I love that I’ve only been here six months and everywhere I go, I see at least five people I know.
When I lived near Birmingham (where I had been since 4th grade), I rarely ran into anyone I knew. I can’t imagine starting over somewhere like that by myself. Jen, you’re my hero. For years, I thought I’d love living in New York, but now I realize how alone I’d feel. I’m most definitely a “people person.” Running into familiar faces has helped me adjust to my new town so much quicker than I ever imagined.
I love that the people here have welcomed me so warmly and gone out of their way to make me feel at home.
I was shocked this summer when Scott’s parents let me stay in their camper at the lake. They had only met me once, but when they heard I’d be in town for an internship and couldn’t find anywhere to rent for two months, they happily offered up their weekend retreat for me and Toby. Not only would they not let me pay them, they regularly called to make sure I was doing okay. Their kindness was just the beginning of what I’ve felt ever since.
I love that from home to work, and back again is three miles round-trip (six if I go home for lunch!)
I can drive FOREVER on a tank of gas. Also, as I am perpetually running late for everything, it’s amazing that I can pull out of my driveway at 7:28 and still make it to work on time. Couldn’t do that in the city!
I love that when I moved into my house, my neighbor welcomed me to the street by bringing over four jars of fruit preserves.
This is not a joke! My very first afternoon in my house, the doorbell rang. My neighbor, who is in her sixties, was standing in my driveway with an armful of brightly colored jars.
Side note on why she was in the driveway by the time I got to the door: I live in an old house with the chime-type doorbell. The chimes hang in the hallway and when the doorbell rings, they clang together (VERY LOUDLY) and usually scare me to death. Well, when I moved in, I didn’t realize there were different rings for each door. One chime for the side door, and two for the front door. So that afternoon, when the doorbell chimed once, I went to the front door and got thoroughly freaked out when I opened it and no one was there. I began to wonder if my house was haunted. While I was standing there at the door, the chimes rang again, which only heightened my sense of paranoia. I had just about decided to quit unpacking and move somewhere else when it dawned on me (genius) that there was another door. So, I ran through the house, opened the side door, and low and behold…no one was there. Key panic. I walked into the carport, and only then did I see my sweet, sweet neighbor, standing there looking startled with her arms full of jarred fruit.
I love that I don’t have to sit in traffic — EVER.
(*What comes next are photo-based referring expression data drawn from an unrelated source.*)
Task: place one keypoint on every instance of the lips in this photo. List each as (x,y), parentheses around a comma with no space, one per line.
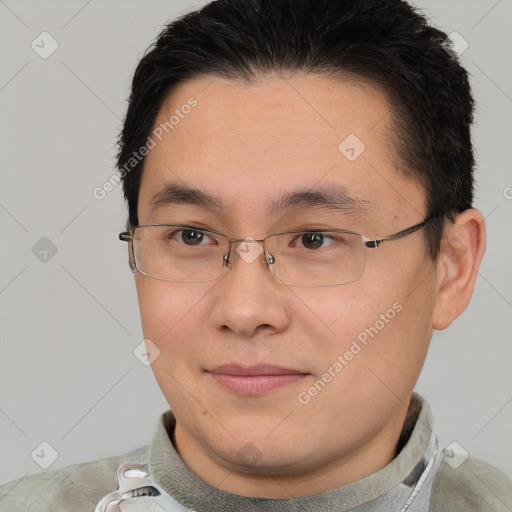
(255,380)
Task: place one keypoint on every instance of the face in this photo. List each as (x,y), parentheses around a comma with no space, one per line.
(337,397)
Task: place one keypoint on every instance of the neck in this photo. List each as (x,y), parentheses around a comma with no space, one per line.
(279,483)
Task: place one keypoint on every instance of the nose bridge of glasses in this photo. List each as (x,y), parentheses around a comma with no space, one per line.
(249,249)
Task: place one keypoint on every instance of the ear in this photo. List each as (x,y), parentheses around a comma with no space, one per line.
(462,250)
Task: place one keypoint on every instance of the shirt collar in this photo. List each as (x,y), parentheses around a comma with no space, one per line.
(179,481)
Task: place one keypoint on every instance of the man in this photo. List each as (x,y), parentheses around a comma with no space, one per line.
(299,183)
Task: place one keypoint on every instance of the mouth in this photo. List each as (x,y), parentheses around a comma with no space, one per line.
(255,380)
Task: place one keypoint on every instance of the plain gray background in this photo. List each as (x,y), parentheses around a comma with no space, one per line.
(69,325)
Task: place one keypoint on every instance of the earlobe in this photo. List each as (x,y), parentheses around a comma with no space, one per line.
(457,266)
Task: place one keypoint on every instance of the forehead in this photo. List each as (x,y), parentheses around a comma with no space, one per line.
(249,143)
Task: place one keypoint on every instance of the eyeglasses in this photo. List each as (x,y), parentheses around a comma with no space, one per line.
(315,258)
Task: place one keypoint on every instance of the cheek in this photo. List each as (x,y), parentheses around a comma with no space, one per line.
(168,310)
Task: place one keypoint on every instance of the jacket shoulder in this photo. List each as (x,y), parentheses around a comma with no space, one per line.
(78,487)
(473,486)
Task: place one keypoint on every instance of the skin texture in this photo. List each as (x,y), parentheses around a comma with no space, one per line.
(246,145)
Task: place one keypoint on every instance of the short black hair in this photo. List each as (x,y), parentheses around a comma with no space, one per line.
(386,42)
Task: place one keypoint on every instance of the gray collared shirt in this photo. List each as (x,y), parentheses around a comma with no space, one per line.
(419,478)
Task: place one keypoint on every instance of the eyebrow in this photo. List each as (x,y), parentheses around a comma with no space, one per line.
(326,197)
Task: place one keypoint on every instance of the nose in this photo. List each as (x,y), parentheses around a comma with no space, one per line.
(249,299)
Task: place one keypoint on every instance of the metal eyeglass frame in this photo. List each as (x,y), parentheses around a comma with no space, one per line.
(127,236)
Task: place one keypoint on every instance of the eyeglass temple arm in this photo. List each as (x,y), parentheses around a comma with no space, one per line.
(400,234)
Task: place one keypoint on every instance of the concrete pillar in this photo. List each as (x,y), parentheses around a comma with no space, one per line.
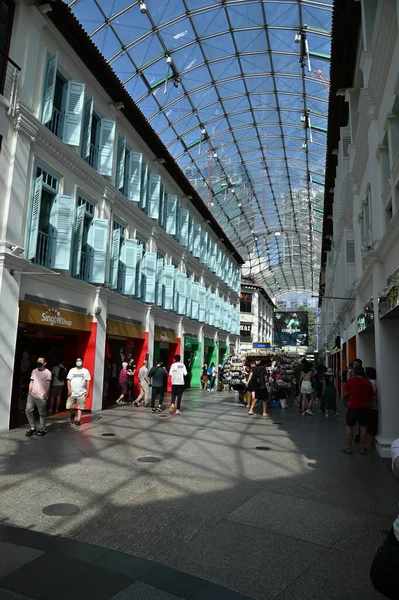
(9,298)
(100,309)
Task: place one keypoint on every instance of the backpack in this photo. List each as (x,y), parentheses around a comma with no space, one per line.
(61,374)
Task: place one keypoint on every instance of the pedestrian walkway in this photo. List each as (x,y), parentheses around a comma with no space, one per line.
(211,504)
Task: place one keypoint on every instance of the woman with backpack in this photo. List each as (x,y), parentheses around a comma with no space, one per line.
(58,376)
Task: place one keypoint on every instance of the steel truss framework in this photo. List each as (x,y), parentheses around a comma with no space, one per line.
(237,92)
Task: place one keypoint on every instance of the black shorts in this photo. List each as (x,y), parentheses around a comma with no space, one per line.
(358,415)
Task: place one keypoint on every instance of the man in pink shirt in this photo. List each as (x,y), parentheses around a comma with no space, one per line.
(39,387)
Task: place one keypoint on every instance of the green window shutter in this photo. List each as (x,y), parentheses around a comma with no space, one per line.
(144,185)
(72,127)
(120,163)
(78,240)
(181,293)
(61,231)
(169,281)
(87,124)
(128,261)
(202,304)
(171,214)
(139,271)
(49,89)
(98,243)
(195,287)
(197,240)
(35,217)
(106,147)
(160,266)
(135,161)
(183,226)
(154,191)
(149,274)
(204,247)
(115,252)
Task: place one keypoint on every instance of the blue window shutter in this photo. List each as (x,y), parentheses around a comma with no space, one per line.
(106,147)
(98,242)
(73,117)
(184,217)
(149,273)
(154,191)
(144,185)
(202,304)
(114,263)
(120,163)
(35,217)
(87,123)
(160,282)
(169,284)
(128,260)
(134,176)
(195,300)
(181,293)
(49,89)
(197,240)
(61,231)
(139,271)
(204,247)
(78,239)
(171,214)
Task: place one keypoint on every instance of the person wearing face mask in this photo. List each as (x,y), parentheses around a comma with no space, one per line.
(39,387)
(78,382)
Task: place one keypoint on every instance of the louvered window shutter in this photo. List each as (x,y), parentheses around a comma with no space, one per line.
(98,243)
(154,190)
(115,252)
(120,163)
(128,267)
(149,274)
(35,217)
(73,117)
(134,175)
(49,89)
(106,147)
(87,124)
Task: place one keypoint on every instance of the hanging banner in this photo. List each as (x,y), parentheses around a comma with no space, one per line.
(291,328)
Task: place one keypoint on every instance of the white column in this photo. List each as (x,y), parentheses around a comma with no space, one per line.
(100,308)
(9,298)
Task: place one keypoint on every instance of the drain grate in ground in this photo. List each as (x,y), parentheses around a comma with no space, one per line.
(149,459)
(60,510)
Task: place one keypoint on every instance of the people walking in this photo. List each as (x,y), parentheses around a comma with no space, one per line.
(329,394)
(39,387)
(177,372)
(158,376)
(143,397)
(306,386)
(78,382)
(360,393)
(58,377)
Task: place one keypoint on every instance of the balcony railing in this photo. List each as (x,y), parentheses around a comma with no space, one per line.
(56,122)
(9,76)
(42,250)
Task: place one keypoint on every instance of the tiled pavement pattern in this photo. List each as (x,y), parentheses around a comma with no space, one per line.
(215,519)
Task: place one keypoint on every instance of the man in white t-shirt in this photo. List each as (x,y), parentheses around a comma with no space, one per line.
(144,386)
(177,372)
(78,382)
(385,567)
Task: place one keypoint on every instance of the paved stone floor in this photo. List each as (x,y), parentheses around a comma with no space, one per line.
(214,519)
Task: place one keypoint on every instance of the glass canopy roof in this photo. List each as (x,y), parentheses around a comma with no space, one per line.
(238,92)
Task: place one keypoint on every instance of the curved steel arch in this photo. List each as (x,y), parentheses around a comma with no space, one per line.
(247,119)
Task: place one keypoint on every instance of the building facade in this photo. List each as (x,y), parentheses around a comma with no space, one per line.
(256,316)
(359,282)
(104,252)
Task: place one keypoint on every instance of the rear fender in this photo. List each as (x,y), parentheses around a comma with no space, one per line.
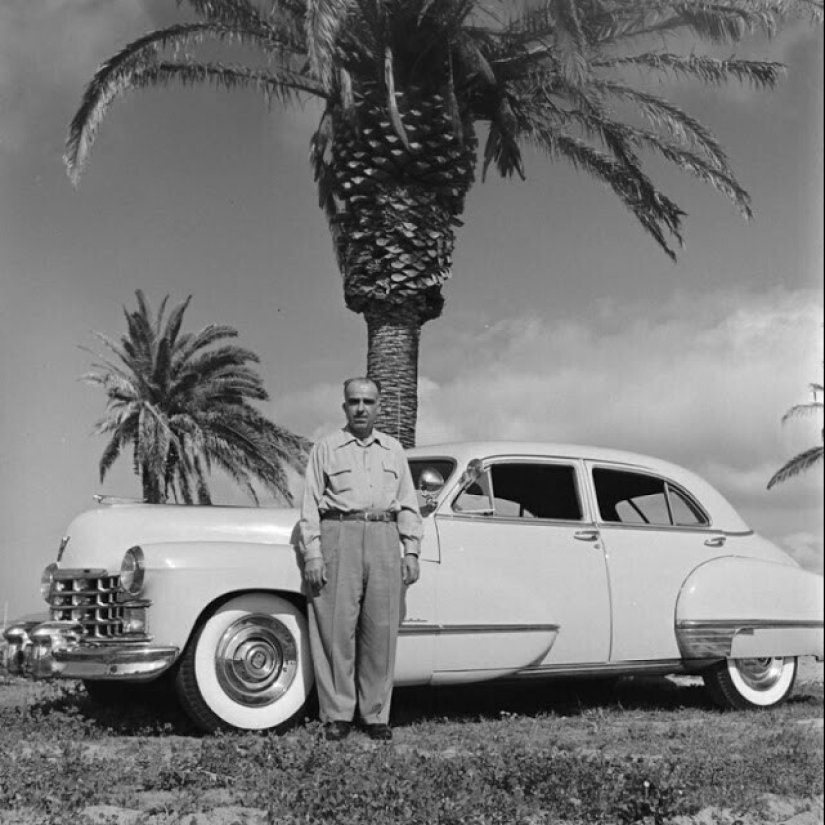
(740,608)
(182,580)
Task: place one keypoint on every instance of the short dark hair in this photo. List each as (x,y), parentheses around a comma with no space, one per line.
(362,379)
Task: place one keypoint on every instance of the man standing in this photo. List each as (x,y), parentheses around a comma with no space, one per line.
(359,507)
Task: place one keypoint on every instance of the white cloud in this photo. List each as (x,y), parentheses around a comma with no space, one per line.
(806,548)
(702,382)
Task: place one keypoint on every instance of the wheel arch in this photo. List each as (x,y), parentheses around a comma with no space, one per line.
(186,582)
(741,607)
(296,599)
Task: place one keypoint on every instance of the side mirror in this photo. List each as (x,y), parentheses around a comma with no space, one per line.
(430,484)
(431,481)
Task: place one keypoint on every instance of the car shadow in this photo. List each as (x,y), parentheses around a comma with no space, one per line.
(562,697)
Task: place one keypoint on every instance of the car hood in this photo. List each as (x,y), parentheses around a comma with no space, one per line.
(100,537)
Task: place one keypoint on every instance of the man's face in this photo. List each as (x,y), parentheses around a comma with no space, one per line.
(361,406)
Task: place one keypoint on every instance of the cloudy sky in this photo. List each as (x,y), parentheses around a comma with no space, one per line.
(563,321)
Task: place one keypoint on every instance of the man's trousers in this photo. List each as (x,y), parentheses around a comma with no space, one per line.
(353,620)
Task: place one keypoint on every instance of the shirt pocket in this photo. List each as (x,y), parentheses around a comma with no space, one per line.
(389,479)
(340,478)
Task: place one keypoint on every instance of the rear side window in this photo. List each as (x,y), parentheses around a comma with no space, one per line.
(525,491)
(636,498)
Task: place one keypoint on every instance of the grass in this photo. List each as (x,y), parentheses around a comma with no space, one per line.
(647,751)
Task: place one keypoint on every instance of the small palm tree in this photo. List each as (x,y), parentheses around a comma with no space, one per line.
(404,85)
(183,407)
(807,458)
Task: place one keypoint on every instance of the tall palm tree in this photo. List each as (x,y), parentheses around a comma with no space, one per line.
(184,407)
(807,458)
(404,84)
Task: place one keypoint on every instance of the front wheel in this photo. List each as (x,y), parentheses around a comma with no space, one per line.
(247,666)
(741,684)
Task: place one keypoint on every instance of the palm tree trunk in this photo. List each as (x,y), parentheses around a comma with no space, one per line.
(393,333)
(152,493)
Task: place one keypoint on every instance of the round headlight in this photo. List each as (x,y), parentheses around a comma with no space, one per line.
(46,581)
(131,571)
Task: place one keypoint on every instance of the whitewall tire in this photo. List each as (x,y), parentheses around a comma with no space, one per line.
(741,684)
(247,666)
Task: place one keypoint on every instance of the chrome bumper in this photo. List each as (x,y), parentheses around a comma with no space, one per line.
(46,650)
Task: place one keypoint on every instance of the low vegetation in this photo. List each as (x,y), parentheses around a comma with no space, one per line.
(644,751)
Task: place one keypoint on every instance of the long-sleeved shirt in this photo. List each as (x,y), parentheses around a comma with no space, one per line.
(345,474)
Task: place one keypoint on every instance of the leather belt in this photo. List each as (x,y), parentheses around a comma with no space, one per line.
(359,515)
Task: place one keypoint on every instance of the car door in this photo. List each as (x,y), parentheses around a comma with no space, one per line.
(655,533)
(522,579)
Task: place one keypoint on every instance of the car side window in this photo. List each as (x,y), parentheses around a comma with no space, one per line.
(524,491)
(686,513)
(636,498)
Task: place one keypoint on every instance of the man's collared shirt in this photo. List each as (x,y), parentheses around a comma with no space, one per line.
(345,475)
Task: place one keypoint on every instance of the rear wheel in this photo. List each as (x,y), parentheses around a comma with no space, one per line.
(741,684)
(247,666)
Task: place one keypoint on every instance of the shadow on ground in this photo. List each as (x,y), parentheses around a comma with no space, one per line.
(157,712)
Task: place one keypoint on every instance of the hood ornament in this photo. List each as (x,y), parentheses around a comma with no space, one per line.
(63,542)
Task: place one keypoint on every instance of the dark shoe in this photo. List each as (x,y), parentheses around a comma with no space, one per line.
(379,732)
(336,731)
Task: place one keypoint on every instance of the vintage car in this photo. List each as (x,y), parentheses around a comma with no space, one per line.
(538,561)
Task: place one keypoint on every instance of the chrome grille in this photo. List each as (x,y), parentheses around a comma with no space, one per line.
(90,598)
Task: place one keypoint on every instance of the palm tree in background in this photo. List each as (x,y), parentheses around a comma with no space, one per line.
(183,406)
(807,458)
(404,84)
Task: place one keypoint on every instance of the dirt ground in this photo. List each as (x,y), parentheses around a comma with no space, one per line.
(159,807)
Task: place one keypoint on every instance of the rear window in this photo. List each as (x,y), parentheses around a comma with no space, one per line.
(637,498)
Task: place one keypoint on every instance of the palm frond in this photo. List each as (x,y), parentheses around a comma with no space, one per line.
(801,410)
(664,115)
(711,70)
(324,19)
(798,464)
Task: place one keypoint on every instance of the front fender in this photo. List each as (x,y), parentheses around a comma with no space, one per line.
(183,579)
(737,607)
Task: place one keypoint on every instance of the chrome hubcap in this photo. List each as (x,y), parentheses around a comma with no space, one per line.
(256,660)
(760,674)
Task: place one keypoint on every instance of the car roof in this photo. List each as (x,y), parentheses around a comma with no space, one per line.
(722,513)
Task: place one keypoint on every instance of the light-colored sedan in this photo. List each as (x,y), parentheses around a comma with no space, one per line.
(538,561)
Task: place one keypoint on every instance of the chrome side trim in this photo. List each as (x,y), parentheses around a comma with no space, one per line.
(703,639)
(663,666)
(421,629)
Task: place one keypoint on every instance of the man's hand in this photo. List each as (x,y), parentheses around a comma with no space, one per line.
(409,569)
(315,573)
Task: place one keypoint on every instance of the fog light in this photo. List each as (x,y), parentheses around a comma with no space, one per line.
(134,620)
(131,571)
(47,581)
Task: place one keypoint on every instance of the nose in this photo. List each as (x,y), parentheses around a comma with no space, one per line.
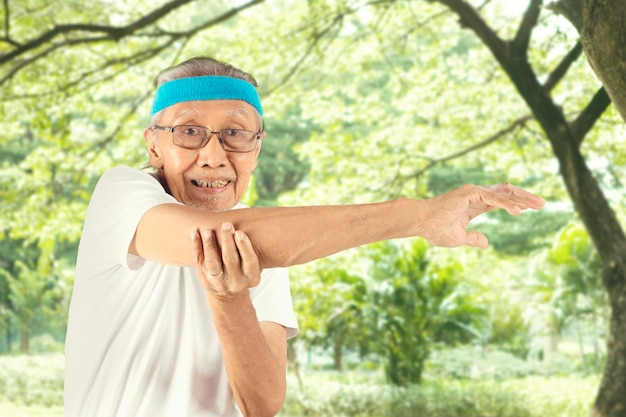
(212,154)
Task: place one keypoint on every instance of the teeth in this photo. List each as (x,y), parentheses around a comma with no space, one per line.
(210,184)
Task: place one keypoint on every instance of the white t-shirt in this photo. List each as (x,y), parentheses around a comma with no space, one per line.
(140,339)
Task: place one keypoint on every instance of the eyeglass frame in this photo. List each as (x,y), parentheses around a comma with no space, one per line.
(210,134)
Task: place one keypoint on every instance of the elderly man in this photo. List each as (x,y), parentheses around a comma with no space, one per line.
(171,314)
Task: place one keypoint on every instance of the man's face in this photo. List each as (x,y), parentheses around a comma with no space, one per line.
(209,178)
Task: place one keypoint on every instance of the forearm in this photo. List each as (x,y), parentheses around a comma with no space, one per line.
(281,236)
(255,362)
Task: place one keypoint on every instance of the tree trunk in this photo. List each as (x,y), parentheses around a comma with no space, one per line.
(25,336)
(602,28)
(601,25)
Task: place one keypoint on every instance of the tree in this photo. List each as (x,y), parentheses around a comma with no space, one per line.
(89,57)
(566,137)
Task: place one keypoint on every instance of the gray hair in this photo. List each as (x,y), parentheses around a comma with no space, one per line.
(198,67)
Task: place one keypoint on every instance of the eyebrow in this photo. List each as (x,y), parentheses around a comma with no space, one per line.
(238,112)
I never thought much about it until I didn’t have to do it anymore. Now, when I visit Mama, I get a strange “road rage” at having to drive around so many other people. They cut you off, slam on brakes, ride your bumper…It’s so frustrating!
Overall, there are many, many things that make small-town life wonderful.
HOWEVER, this weekend I’m going up to Alabaster for the weekend and I could not be more excited. Sometimes, I miss having a theater that shows more than three movies, a bookstore that’s not located inside Wal-Mart and a coffee shop that stays open later than 5:00. (Again, not joking. What are you supposed to do when you get a late night need for caffeine?)
Every place has its pros and cons, and at the end of the day, the pros win out down here in the deep, deep South. But every now and then, it’s nice to escape to a busier place for a few days. Even if it does just make you thankful for your quiet, small-town life when you get back home.